# My Blackie!



## sandra (Sep 2, 2012)

Here is a picture of me and Blackie my rooster. He's such a sweetie pie. He gives snuggles all the time. He loves it when I stick my fingers deep in his feathers and gently rub his skin. So soft and warm. I loves this rooster!


----------



## rob (Jun 20, 2012)

hes a beut. he looks a big lad as well


----------



## sandra (Sep 2, 2012)

He is a big boy. He's not even a year old yet. Only nine months old. He follows me around the yard and dances for me. So cute. His head is twice the size of the hens. His feet are the size of the palm of my hand.


----------



## rob (Jun 20, 2012)

wow that is a big one then. he looks great.


----------



## 7chicks (Jun 29, 2012)

Handsome boy! Looks like he sure loves you too!


----------



## kaufranc (Oct 3, 2012)

Sandra he is HANDSOME!


----------



## sandra (Sep 2, 2012)

I do love that boy, and I am pretty sure he loves me too. I play with him every day. Of course, I play with all three hens too! But Blackie, he is just a special boy. What's wild is I can feel how strong he is. He is a solid muscular chicken. When he puts his claws around my finger I can feel him squeeze hard. I guess if he wanted to do some serious damage he could. So I do have a healthy respect for what he is capable of. Right now, he is loving.
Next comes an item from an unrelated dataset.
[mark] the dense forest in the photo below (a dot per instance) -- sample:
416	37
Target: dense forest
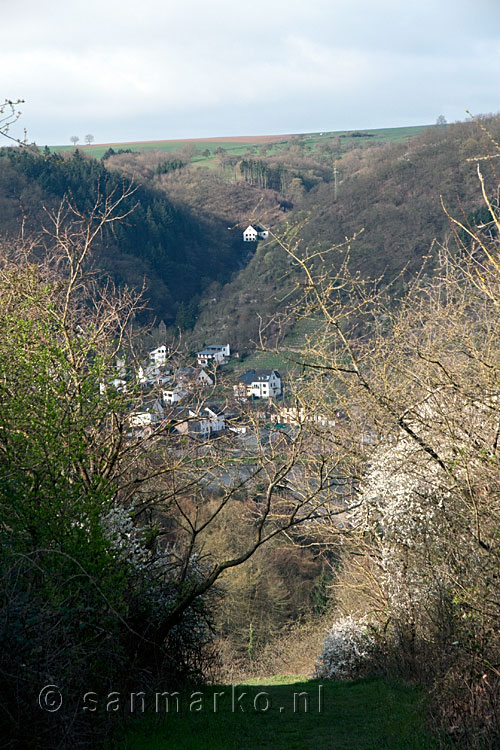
364	505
Hope he stays that way.


----------



## Energyvet (Jul 25, 2012)

Love him. How did he get the name Blackie? Or is it just that obvious?


----------



## sandra (Sep 2, 2012)

Energyvet said:


> Love him. How did he get the name Blackie? Or is it just that obvious?
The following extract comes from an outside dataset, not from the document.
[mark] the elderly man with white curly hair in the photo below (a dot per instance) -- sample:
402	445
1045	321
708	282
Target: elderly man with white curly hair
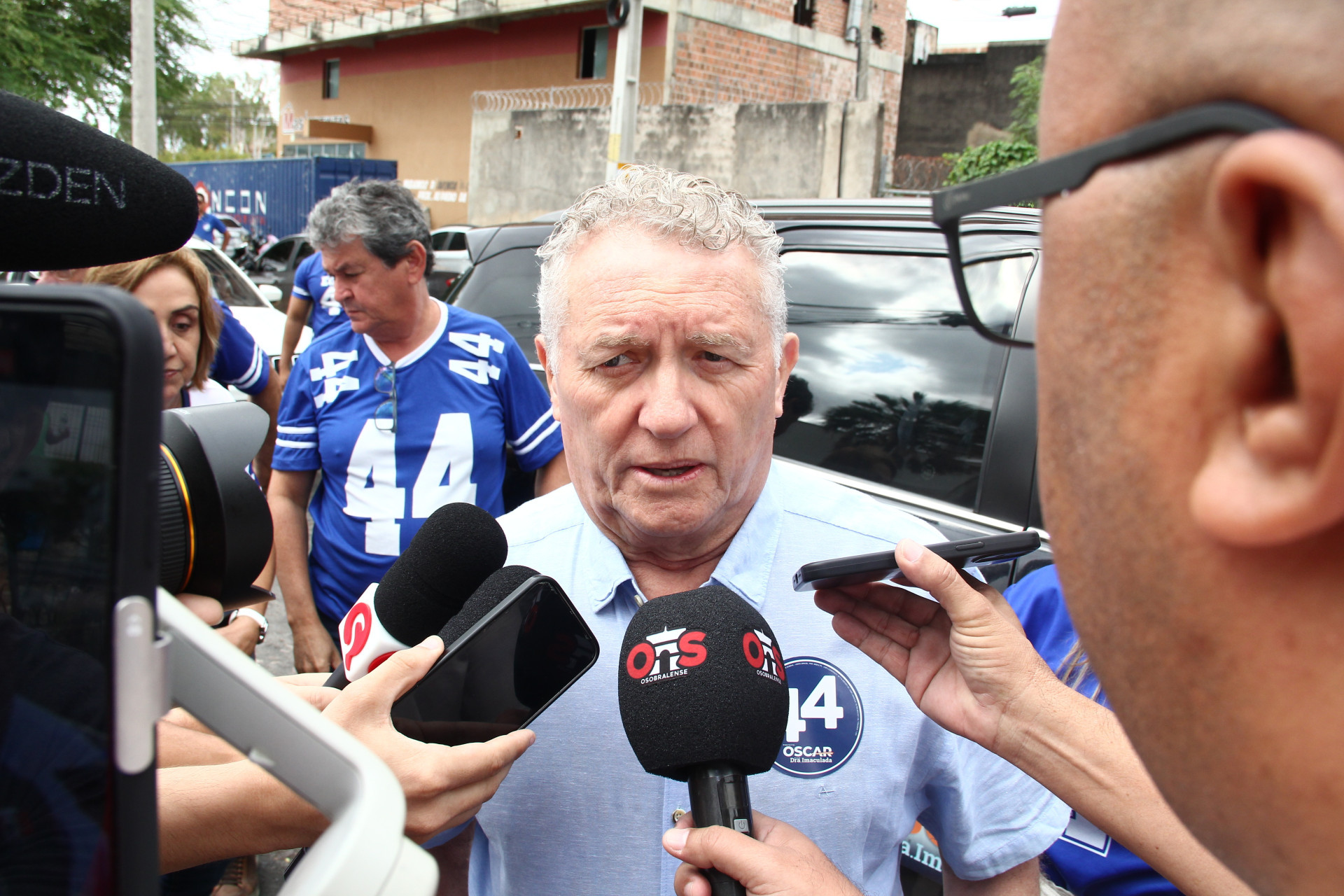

It's a funny story. Only one of his really long tail feathers is solid black. When he was part of a group of 25 other roosters he was dubbed "the one with the black tail". And I shortened it to Blackie. But he was always the sweetest of the bunch. So instead of being dinner he has a forever loving home.


----------



## Energyvet (Jul 25, 2012)

That's one lucky feather! Lol


----------



## kaufranc (Oct 3, 2012)

One lucky black feather!
Love the story!


----------



## Kokoschicks (Sep 13, 2012)

Great story!! Haha I have a hen that her name is blue! Because I have one of the blue tags around her legg


----------